- Published on
Building Google's 1 Billion word corpus
- Authors
- Name
- Martin Andrews
- @mdda123
Google Corpuses
n-grams : (http://storage.googleapis.com/books/ngrams/books/datasetsv2.html)
1 billion words
Building the 1 billion word corpus from source
Building Google's 1-billion-word language modelling benchmark is much more involved than expected, and also contains a large number of duplicate sentences.

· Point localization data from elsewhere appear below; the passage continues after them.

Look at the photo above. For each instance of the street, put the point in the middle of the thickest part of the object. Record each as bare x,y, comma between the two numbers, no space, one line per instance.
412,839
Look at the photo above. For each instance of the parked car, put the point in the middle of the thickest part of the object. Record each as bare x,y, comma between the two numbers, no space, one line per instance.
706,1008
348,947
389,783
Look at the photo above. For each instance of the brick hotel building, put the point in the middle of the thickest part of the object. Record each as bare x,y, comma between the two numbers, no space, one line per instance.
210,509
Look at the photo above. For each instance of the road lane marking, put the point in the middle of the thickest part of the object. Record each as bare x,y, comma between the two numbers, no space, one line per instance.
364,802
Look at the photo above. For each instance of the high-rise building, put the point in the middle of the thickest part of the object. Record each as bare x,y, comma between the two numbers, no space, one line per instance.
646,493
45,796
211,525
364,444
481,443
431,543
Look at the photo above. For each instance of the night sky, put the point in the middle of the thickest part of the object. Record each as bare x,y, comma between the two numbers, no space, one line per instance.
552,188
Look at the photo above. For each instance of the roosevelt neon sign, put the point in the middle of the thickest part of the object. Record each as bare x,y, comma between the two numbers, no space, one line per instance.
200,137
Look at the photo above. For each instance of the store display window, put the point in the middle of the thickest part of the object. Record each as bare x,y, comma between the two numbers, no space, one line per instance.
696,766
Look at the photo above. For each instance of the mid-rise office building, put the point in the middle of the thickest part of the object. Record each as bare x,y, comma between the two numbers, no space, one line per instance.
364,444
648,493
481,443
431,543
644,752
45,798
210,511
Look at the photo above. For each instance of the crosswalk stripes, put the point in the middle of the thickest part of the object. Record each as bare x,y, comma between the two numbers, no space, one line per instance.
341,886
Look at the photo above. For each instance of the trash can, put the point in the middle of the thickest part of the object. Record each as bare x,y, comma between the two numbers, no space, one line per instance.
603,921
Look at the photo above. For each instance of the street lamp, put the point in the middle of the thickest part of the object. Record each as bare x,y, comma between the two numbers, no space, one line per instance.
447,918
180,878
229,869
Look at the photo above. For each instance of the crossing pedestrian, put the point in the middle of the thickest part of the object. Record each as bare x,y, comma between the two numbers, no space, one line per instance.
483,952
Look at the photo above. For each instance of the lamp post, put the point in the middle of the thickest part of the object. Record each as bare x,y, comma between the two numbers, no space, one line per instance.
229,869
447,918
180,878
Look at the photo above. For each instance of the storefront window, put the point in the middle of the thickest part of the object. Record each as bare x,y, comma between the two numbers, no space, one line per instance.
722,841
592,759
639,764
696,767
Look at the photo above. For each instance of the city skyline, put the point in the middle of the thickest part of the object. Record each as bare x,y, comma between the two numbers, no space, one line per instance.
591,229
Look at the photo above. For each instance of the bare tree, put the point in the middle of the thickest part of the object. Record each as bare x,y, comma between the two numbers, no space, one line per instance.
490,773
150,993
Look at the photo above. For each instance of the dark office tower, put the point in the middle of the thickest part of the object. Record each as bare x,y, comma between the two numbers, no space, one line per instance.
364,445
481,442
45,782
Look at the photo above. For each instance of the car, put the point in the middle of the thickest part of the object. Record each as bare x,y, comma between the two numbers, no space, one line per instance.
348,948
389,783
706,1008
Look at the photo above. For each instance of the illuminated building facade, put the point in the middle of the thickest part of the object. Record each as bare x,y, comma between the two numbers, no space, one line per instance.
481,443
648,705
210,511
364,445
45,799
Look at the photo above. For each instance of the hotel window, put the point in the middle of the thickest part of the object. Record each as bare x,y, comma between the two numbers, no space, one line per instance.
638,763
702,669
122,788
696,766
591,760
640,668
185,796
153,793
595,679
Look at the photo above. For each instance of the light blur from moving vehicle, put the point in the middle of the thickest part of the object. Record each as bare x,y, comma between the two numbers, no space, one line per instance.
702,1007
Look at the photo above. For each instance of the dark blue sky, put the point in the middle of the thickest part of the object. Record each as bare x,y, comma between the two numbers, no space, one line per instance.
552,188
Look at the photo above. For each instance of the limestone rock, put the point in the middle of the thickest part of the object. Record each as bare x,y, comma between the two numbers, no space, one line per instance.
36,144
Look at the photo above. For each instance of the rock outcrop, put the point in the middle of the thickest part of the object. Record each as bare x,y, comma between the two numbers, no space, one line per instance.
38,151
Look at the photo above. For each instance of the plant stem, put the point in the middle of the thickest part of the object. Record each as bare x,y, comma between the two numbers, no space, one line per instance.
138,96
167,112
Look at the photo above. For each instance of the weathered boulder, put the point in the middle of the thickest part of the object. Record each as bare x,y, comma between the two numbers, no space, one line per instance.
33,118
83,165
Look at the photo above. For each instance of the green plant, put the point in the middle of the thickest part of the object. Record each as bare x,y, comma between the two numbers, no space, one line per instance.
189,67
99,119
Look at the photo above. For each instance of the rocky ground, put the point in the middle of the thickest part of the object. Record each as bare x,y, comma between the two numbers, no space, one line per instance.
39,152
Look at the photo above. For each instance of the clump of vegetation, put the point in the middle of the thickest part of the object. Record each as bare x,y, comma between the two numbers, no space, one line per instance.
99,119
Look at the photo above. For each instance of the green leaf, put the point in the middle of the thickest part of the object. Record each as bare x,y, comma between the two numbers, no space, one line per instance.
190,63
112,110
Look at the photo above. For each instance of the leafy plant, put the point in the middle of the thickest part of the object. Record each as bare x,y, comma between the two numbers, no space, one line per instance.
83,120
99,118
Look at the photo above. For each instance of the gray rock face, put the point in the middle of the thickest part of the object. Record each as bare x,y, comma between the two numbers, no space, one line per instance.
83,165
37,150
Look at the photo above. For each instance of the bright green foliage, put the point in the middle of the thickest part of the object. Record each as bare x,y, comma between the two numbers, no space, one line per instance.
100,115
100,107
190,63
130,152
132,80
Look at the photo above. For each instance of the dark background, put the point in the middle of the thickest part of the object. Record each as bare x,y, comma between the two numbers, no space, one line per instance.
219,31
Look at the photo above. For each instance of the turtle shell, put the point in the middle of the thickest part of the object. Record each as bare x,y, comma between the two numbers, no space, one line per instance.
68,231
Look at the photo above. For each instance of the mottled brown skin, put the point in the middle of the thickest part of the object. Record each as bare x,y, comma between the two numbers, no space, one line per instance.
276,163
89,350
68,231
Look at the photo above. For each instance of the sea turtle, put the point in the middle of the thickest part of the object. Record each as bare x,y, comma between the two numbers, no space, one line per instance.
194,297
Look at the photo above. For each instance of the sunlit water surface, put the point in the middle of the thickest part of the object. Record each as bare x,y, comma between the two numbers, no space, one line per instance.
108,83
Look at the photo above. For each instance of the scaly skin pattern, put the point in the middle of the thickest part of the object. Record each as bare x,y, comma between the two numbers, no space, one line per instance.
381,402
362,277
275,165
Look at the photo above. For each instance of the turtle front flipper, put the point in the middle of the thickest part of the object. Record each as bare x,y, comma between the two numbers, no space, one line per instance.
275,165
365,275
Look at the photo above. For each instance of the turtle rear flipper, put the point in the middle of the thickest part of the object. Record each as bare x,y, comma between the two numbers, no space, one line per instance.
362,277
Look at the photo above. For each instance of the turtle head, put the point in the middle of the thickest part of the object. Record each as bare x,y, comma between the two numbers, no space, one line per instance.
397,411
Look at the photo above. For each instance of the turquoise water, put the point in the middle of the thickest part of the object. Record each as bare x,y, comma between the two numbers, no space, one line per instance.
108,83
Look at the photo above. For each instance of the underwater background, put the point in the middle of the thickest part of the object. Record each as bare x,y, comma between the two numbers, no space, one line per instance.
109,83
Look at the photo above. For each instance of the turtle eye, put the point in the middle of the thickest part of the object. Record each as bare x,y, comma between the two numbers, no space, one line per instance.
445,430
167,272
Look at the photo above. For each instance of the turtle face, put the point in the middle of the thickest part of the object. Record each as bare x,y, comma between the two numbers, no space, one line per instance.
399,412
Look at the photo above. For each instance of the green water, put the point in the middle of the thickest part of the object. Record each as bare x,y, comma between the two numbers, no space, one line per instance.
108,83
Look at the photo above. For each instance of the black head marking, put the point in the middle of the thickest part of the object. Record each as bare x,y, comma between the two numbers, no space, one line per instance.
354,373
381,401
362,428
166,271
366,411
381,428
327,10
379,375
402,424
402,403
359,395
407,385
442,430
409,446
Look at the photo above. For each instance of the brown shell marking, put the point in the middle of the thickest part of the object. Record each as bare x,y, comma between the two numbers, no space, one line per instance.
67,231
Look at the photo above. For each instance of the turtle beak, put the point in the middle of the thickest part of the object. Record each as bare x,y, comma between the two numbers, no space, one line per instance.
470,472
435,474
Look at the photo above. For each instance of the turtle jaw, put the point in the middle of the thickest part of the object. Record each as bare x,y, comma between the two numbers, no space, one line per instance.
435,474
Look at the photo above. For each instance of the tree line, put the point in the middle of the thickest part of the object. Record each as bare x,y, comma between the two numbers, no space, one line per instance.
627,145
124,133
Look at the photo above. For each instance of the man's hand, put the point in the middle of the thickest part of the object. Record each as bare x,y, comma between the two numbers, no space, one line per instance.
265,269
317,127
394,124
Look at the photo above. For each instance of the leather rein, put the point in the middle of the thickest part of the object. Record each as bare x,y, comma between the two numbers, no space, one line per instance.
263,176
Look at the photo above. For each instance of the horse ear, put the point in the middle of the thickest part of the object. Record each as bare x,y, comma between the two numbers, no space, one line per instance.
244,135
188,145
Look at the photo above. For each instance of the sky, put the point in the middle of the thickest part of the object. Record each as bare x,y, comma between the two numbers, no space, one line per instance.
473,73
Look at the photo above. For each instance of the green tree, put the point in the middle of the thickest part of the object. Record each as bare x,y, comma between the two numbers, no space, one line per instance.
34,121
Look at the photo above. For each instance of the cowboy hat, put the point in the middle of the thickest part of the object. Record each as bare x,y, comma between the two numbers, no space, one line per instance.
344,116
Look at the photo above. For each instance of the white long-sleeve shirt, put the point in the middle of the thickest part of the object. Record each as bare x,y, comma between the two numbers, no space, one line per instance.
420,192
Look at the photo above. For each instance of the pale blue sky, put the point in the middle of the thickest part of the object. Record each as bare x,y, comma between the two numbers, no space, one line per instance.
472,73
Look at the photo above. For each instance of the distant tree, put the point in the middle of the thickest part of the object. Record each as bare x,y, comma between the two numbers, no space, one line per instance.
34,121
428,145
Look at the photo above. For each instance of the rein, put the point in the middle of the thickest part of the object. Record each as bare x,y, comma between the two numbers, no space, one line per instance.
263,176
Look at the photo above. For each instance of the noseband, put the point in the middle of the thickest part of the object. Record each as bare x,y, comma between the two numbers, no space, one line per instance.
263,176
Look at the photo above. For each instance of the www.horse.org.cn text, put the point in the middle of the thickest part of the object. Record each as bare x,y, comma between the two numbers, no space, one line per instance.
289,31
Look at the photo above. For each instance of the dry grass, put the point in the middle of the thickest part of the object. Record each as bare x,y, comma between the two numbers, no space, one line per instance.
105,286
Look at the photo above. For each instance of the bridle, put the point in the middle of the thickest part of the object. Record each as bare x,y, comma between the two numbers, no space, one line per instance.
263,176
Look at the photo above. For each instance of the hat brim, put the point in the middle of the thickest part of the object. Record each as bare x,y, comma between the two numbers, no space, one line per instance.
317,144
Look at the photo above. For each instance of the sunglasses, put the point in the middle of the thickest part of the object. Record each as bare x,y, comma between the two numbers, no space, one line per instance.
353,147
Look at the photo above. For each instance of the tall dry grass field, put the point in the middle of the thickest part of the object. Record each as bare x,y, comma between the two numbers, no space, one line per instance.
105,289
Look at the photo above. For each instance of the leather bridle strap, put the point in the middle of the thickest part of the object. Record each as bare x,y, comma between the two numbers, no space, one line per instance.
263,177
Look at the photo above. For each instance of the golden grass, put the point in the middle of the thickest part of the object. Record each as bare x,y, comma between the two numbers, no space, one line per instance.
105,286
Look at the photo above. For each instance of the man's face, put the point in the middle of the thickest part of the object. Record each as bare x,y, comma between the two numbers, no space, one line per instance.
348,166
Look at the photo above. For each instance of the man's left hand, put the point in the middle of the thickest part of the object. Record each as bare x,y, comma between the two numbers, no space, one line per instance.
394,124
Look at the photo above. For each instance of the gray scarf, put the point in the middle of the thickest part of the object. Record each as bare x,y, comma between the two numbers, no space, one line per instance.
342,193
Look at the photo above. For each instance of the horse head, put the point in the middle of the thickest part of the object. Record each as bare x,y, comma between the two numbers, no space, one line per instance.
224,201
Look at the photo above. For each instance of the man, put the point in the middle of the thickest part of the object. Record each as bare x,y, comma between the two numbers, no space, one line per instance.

When removed, the number of words in the corpus is reduced from 2.9G to 0.8G.
OTOH, the checksums proved that the process was going Ok, even though the line-by-line aggregate produced mid-way seemed to have extra double-quotation marks at the beginning of each line.
pushd data/0-orig-1-billion
git clone https://github.com/ciprian-chelba/1-billion-word-language-modeling-benchmark.git
cd 1-billion-word-language-modeling-benchmark/tar_archives
wget http://statmt.org/wmt11/training-monolingual.tgz
cd ..
ls -l tar_archives/
#-rw-rw-r--. 1 andrewsm andrewsm 10582262657 Feb 24 2011 training-monolingual.tgz
md5sum tar_archives/training-monolingual.tgz
tar --extract -v --file tar_archives/training-monolingual.tgz --wildcards training-monolingual/news.20??.en.shuffled
md5sum training-monolingual/*
mkdir tmp.tmp
# Now build the corpus files :
TMPDIR=tmp.tmp ./scripts/get-data.sh
#real 37m33.908s
#user 63m49.485s
#sys 0m17.388s
rmdir tmp.tmp
more training-monolingual.tokenized.shuffled/news.en-00001-of-00100
#more heldout-monolingual.tokenized.shuffled/news.en-00000-of-00100 ## ignore
head heldout-monolingual.tokenized.shuffled/news.en.heldout-00000-of-00050
cat training-monolingual.tokenized.shuffled/news.en-* > training-monolingual.tokenized.shuffled.all
wc training-monolingual.tokenized.shuffled.all
# 30,301,028 768,646,526 4,147,291,308 training-monolingual.tokenized.shuffled.all
cat heldout-monolingual.tokenized.shuffled/news.en.* > heldout-monolingual.tokenized.shuffled.all
wc heldout-monolingual.tokenized.shuffled.all
# 306,688 7,789,987 42,021,857 heldout-monolingual.tokenized.shuffled.all
rm -r training-monolingual
rm -r training-monolingual.tokenized
rm -r training-monolingual.tokenized.shuffled
rm -r heldout-monolingual.tokenized.shuffled
popd
All that being done, the version produced ends up IDENTICAL (eg: same md5sum
) to the version issued by Kaggle for their 1 Billion Word Imputation competition. I should really submit a PR that points that out to the corpus' GitHub README...